Mi abuelo fue viajante de Terry. Repartía brandy con una furgoneta Citröen dos caballos. Fue lo que acabó de lastrarlo. Con dieciséis años enterró a su mejor amigo, fusilado. Con dieciocho nadie tuvo dinero para pagarle la carrera de Banca, y en la mili se encontró con el anestesiante efecto del alcohol, que le acompañaría hasta su prematura muerte.

Anoche Jonh Terry (Backing, Londres 1980), el bravo capitán del Chelsea, formado en las categorías inferiores de Standford Bridge, falló el penalti que le hubiera dado la primera Copa de Europa a su equipo.
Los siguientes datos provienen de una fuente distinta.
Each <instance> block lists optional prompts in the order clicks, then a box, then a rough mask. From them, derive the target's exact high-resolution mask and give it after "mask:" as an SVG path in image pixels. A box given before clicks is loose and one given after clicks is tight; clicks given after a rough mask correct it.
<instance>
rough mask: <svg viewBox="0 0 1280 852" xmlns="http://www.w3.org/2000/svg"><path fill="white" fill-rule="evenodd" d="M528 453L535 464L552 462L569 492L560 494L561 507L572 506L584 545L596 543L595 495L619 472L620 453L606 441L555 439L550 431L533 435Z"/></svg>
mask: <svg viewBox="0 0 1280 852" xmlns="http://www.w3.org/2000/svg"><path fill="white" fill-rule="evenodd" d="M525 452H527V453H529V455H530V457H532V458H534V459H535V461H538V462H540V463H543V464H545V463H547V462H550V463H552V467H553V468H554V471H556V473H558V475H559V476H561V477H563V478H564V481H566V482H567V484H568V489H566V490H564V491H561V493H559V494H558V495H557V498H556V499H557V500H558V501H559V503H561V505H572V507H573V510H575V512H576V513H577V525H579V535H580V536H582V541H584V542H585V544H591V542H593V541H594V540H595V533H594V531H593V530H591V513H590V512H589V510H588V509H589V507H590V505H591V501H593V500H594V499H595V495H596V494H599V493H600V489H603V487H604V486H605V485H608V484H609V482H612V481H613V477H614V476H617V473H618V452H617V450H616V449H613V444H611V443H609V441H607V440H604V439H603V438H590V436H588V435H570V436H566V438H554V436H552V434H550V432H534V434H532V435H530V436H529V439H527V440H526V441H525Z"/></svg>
Quiso ir tranquilo y colocarlo al palo izquierdo de Van der Sar. El portero del Manchester, con su cara de ratón, ya se había vencido a su lado derecho, por lo que la primera parte del trámite estaba cumplida. John, apodado “el gladiador”, midió perfectamente sus pasos. Tres zancadas en las que recordó lo difícil que había sido llegar hasta allí -los comienzos, las categorías inferiores, la incertidumbre, los golpes, las lesiones, la pérdida de amigos, familia…- y le dió miedo, y resbaló.

Llevaba lloviendo desde la segunda mitad, cuando el partido se convirtió en un encuentro de ida y vuelta, en un enfrentamiento a tumba abierta, con peligro en ambas áreas, sin parar. Lo que se denomina ritmo vertiginoso, tan típico de los encuentros entre clubes ingleses. O lo que es lo mismo, se convirtió en una pesadilla para los centrales. A un central le gustan los partidos ordenados, lógicos, que le obligan a salir de la cueva muy de cuando en cuando, a resolver algún pequeño desequilibrio. El de ayer no lo fue. Cada instante era el minuto en que has de decidir si cortar el cable rojo o el amarillo. Y Terry hizo lo que pudo. Agarró, pegó, saltó e incluso le quitó a Giggs las mieles de la gloria sacando una pelota de gol en la prórroga.

Pero cuando el miedo aparece no puedes hacer nada. Apareció en en tercer paso. En cuanto el tobillo de apoyo del capitán, se puso en paralelo al balón -como mandan los cánones- Jonh supo que daba igual lo mucho que intentara ajustar el tiro a la cepa del poste, porque notó cómo el miedo le echó mano al pie izquierdo y le arrastró al suelo.

Curiosamente, la otra final que vi ganar al Manchester, fue frente al Bayern de Munich. Iba ganando 1-0 en el Camp Nou. Minuto 90. Corner. Gol de Solskjaer: empatan. El miedo, en esta ocasión, atrapó en su área a los jugadores alemanes hasta que el viejo Sheringam hizo, en el minuto 94, el 1-2. ¿Por qué el miedo irá siempre con los diablos rojos?

John Terry, probablemente el mejor central de su generación, en el equipo más potente, internacional con una de las selecciones más competitivas, ha sido este año subcampeón de liga, subcampeón de Champions y verá la Eurocopa desde su casa (Inglaterra no se clasificó). Es decir: ha ganado lo mismo que un tipo del grupo XVII de la Tercera División: nada. Ayer cuando llegó al hotel no hizo ascos al champán preparado por si ganaban. Ahí empezó todo. Ahora está buscando en el Segundamano un viejo Citröen dos caballos. Furgoneta.